Não queremos que os doentes sejam peças de um xadrez que se movimentam por interesse pessoal ou ideológico de outros.
No Calvário, os doentes são pessoas humanas, com todos os direitos que lhe competem e com toda a possibilidade de cumprirem os seus deveres, humanos e morais, que a sua condição pessoal lhes permita.
Volvido um mês da retirada dos nossos doentes, voltaram para levar os restantes e os nossos rapazes da Casa do Gaiato de Beire. Para com os primeiros vedamos-lhes o intuito; aos rapazes, não tendo nós podido acompanhar o processo porque outro processo decorria em simultâneo, conseguiram convencer 6 dos 14 rapazes. Os que ficaram, choram pelos que partiram. O Nana, é o mais sentido: «Quando voltam os meus irmãos?», vem ele repetindo após o choque inicial que o transtornou emocionalmente.

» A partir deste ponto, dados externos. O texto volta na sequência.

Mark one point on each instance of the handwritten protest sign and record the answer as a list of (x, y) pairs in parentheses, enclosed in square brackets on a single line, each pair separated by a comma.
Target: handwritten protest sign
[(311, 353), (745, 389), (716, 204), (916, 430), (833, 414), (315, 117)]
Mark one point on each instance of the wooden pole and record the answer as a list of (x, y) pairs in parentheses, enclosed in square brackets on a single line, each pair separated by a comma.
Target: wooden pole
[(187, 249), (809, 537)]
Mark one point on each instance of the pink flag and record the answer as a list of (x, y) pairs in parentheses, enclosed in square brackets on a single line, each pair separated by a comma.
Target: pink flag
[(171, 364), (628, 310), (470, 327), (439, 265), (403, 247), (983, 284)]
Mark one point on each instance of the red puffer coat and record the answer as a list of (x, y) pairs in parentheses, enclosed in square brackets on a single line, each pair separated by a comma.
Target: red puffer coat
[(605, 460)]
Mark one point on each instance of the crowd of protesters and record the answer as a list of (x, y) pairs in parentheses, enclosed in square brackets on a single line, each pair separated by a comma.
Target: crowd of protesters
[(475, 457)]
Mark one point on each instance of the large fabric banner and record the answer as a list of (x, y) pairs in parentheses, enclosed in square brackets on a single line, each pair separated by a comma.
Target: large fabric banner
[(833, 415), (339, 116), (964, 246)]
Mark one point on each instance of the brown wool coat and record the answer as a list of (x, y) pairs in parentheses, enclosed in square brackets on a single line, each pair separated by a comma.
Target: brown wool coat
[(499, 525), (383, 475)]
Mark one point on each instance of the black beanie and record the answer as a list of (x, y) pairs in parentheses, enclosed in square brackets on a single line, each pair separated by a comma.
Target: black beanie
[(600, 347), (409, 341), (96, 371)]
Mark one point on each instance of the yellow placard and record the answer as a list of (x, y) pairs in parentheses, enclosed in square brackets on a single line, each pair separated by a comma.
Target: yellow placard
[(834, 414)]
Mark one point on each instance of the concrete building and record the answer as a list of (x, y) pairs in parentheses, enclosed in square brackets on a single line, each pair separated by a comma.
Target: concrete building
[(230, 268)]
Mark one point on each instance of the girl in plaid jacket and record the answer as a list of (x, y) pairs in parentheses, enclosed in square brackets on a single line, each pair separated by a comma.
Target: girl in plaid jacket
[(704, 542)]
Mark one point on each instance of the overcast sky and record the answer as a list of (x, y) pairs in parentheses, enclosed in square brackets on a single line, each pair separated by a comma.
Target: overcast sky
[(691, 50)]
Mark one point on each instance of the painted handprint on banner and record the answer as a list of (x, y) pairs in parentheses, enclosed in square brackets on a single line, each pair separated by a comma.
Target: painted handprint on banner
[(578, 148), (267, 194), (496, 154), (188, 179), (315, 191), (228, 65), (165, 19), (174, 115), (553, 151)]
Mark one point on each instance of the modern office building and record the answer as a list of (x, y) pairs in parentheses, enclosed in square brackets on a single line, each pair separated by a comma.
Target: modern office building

E os que partiram? Nós ficamos incrédulos ao seu sim para irem. Mas, ao mesmo tempo, nada convencidos de que se tenha tratado de um desejo consciente para ir. É sintomática essa atitude num deles, o Jorge, que levou a sua bicicleta com que, pelo menos uma vez por semana, ia visitar a sua mãe que está internada, há largos anos, num lar em Paredes, a cinco quilómetros de casa. Agora longe, não sabemos onde, como levou ele a bicicleta convencido que continuaria a visitá-la?
A quebra da rotina, a que todos somos sensíveis, com a possibilidade de viajar num autocarro posto à disposição, pode ter aliciado alguns.
Mas o doce passa. A saudade não se apaga. Do lado de cá há saudade; e do lado de lá não duvido que também há. «Onde estão os nossos irmãos? Quando voltam?»